By Dave Palmer, GGF technical officer.
The year is 1977. The place is a parking lot in Barnsley. The man is Stanley Race, the then president of the Glass Manufacturing Federation.
On 6 June he dropped an empty glass jar into the UK’s founding glass recycling bin. Together with Ron England, Race developed this first of over 50,000 ‘bottle banks’ to be found throughout Britain where its citizens could come to deposit any of their household glass containers to be processed back into more glass containers.
All made possible because glass is an infinitely recyclable material.
Fast forward 45 years and you would be forgiven for thinking that there had been ample time for the flat glass and glazing industry to catch up. While it’s true that flat glass manufacturers are working to increase the recycled content of their products, very little of this is actually post-consumer content, at present somewhere around 1%.
Clearly, we have a flourishing refurbished glazing market, so what is happening to all of this recyclable material? In short, landfill.
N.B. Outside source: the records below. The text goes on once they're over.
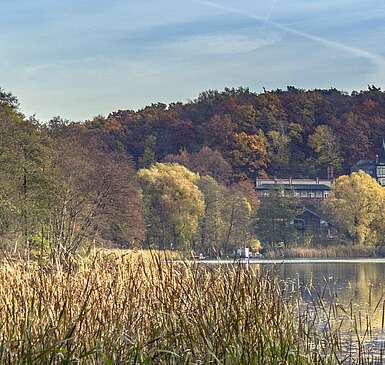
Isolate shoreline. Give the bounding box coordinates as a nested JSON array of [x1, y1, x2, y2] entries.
[[188, 257, 385, 265]]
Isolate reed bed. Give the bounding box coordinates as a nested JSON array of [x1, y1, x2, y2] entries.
[[0, 252, 380, 364], [264, 244, 378, 259]]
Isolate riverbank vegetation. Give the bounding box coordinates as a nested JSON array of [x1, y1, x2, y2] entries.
[[0, 251, 382, 365], [0, 87, 385, 263]]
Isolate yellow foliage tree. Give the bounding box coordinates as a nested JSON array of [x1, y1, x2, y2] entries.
[[138, 163, 205, 249], [325, 171, 385, 245]]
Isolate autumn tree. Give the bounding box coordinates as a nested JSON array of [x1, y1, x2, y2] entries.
[[309, 125, 342, 176], [325, 171, 385, 245], [267, 131, 291, 176], [138, 163, 205, 249], [43, 136, 144, 263], [231, 130, 269, 178], [165, 146, 232, 183], [0, 93, 52, 248], [255, 190, 299, 246]]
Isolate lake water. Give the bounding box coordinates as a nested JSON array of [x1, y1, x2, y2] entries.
[[198, 259, 385, 356]]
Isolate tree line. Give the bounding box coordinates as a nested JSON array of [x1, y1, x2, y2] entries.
[[0, 87, 385, 260]]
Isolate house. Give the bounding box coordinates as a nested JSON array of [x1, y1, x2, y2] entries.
[[351, 139, 385, 186], [255, 178, 332, 199]]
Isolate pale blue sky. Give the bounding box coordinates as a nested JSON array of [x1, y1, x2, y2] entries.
[[0, 0, 385, 120]]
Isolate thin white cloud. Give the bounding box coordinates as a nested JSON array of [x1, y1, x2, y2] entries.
[[193, 0, 385, 84], [160, 34, 278, 55]]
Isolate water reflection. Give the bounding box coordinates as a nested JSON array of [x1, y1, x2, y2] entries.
[[255, 262, 385, 363]]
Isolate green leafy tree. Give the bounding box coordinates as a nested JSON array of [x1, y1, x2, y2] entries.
[[255, 190, 299, 246], [309, 125, 342, 172]]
Since the government classes glass as inert waste it can be disposed of in landfill for as little as £3.15/mt (as a point of comparison general waste is currently £98.60/mt).
Whilst the direct consequences of this to the environment are negligible, indirectly this complete loss of a recyclable material necessitates more raw materials to be extracted and since these require higher temperatures to melt than would cullet, they engender more embodied carbon and result in higher emissions.
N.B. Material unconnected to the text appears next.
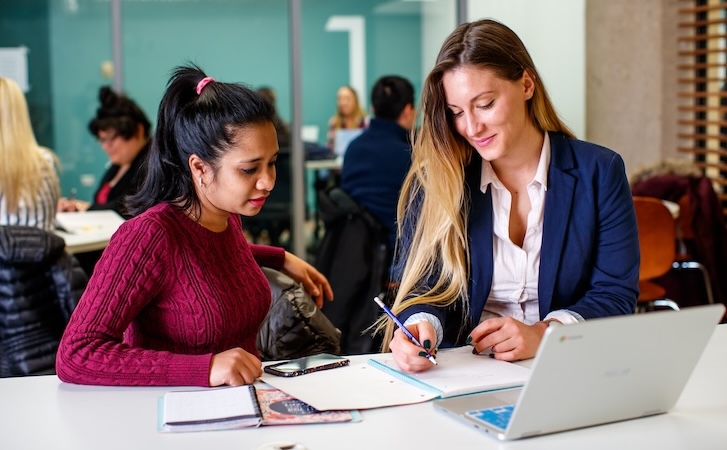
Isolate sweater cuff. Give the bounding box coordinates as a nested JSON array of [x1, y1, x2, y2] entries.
[[166, 353, 213, 387]]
So, in 2022 surely we must now have the capability to correct this failing of our industry to capture the valuable material and at the same time work towards our collective Net Zero goals?
The answer is yes, and the blueprint to do so has existed for 20 years and came about from within the industry voluntarily. Enter Vlakglas Recycling Nederland (VRN).
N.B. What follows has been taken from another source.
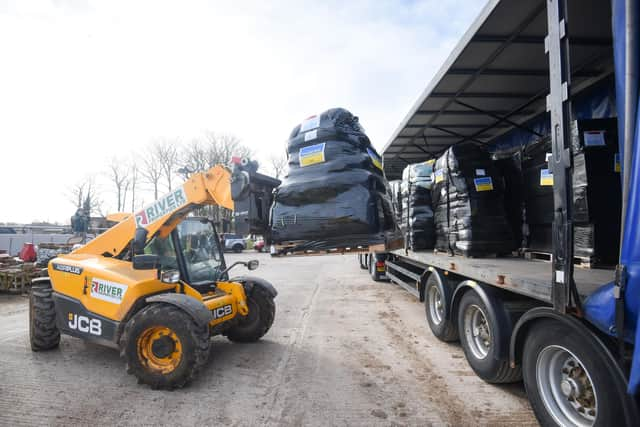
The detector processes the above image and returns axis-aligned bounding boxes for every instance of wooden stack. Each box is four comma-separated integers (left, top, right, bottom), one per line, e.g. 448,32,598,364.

0,254,47,293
Initially run as an experiment by three Dutch glazing organisations, the trial was so successful it gained formal government approval and was official founded in 2002. In short, a levy of €0.30 is placed upon every m² of insulated glass that is placed upon the Dutch market (either through local production or import), with this fee being used to finance a not-for-profit organization to oversee all of the activities associated with the collection, recycling and wholesale distribution of the end product.
This product is then purchased by glass manufacturers at a competitive rate and thus the closed loop, or circular economy system, works perfectly. In 2021 alone, VRN collected 90,000 tonnes of waste glass. To date, VRN has collected over 1,400,000 tonnes since its inception.
With our own construction industry in 2021 being three times the size of its Dutch counterpart (£388.5 billion v £129.9 billion), it becomes evident of just what potential there is for systemic change throughout the UK.
Now more than ever, it is time for the UK glazing industry to plant its flag and demonstrate its commitment to sustainability and the environment by doing whatever it can to facilitate the reutilisation of post-consumer glass.
The current pilot scheme in St Helens is a potential starting point, but the success of VRN proves that it can be achieved through innovation and determination and without the need for prior legislation.